Q: Nick Altman asked about GAAP margins.
A: Driven by growing non-GAAP profit, decreasing stock-based comp, and lower intangible amortization.
Q: Derek Wood asked about next phase of segment.
A: Focus on using data to enrich communications, not standalone segment focus.
Q: Arjun Bhatia asked about AI tailwind for messaging and go-to-market readiness.
A: Longer-term opportunity with AI in messaging, sales organization optimized for multi-product selling.
Q: Koji Ikeda asked about not being disrupted.
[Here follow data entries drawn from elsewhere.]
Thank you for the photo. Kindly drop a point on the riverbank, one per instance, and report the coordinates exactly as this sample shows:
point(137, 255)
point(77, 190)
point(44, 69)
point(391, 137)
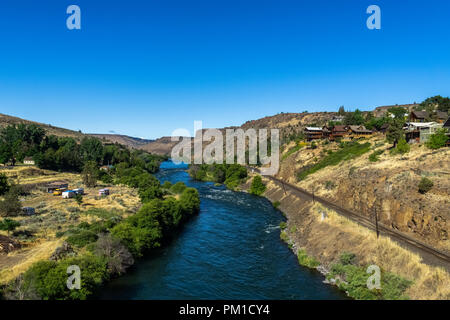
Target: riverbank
point(230, 251)
point(101, 241)
point(324, 236)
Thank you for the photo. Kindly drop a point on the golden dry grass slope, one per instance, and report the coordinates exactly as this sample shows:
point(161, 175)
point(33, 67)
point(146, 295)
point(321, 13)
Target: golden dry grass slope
point(55, 215)
point(388, 186)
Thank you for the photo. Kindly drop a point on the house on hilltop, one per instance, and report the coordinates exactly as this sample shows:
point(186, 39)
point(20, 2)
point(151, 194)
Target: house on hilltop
point(418, 116)
point(358, 131)
point(51, 187)
point(420, 131)
point(313, 133)
point(29, 161)
point(447, 124)
point(441, 116)
point(339, 131)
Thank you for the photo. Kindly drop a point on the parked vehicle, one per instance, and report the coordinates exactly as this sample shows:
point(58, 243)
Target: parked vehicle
point(68, 194)
point(59, 191)
point(79, 191)
point(28, 211)
point(103, 192)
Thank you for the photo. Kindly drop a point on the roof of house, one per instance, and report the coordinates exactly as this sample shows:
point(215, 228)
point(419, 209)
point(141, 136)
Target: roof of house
point(442, 115)
point(57, 183)
point(420, 114)
point(359, 129)
point(447, 123)
point(313, 129)
point(421, 124)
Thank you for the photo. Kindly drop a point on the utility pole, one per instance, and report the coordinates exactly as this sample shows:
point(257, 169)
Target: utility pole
point(376, 223)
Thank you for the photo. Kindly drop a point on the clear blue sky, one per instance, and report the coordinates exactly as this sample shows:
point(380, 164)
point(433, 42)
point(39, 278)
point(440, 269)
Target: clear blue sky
point(145, 68)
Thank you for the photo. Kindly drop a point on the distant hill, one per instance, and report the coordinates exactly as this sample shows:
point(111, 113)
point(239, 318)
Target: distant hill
point(161, 146)
point(6, 120)
point(131, 142)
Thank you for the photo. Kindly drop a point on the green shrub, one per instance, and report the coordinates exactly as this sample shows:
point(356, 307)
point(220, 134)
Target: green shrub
point(355, 277)
point(292, 150)
point(178, 187)
point(401, 148)
point(330, 185)
point(437, 140)
point(48, 279)
point(350, 150)
point(425, 185)
point(257, 187)
point(82, 238)
point(284, 237)
point(374, 156)
point(347, 258)
point(306, 261)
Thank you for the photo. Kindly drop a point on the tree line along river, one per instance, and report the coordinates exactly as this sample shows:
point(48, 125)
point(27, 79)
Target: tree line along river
point(231, 250)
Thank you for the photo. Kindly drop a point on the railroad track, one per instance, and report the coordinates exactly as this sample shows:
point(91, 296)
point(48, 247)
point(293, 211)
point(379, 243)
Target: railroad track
point(421, 248)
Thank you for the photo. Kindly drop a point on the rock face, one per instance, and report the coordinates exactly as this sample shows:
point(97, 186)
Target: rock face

A: Market leader with best technology, multi-channel ability, and strong brand.
Q: William Power asked about organic revenue growth inflection.
A: Driven by product performance, sales channel strength, and broad industry growth.
Q: Jim Fish asked about competitor opportunity.
A: Not concerned, support broad AI ecosystem and integrate with systems of record.
Q: Joshua Riley asked about neutrality helping opportunity.
A: Mild accelerant now, becomes larger as vibe coding and agent-based coding take off.
Q: Jackson Adder asked about self-serve channel.
A: Self-serve business strong with ongoing opportunities to improve, new capabilities to launch.
Q: Jamie Reynolds asked about ISV channel breadth.
A: Wide range of ISVs across verticals, growth from multiple channel adoption.
Q: Patrick Wallachrans asked about next steps for voice AI.
A: Expanding to outbound sales, compliance, and live seller augmentation.
Q: Ryan McWilliams asked about competitive takeaways.
A: Platform capabilities and global scale provide confidence for customers.
Q: Rishi Deloria asked about timeline for AI natives growth.
A: Early days, relatively small startups, tailwind as AI migrates to enterprises.
Q: Andrew King asked about AI accelerator for cross-sell and balance between profitability and AI investments.
A: AI accelerates cross-sell through software stack and spend consolidation, investing in AI tools with manageable costs, focus on profitability.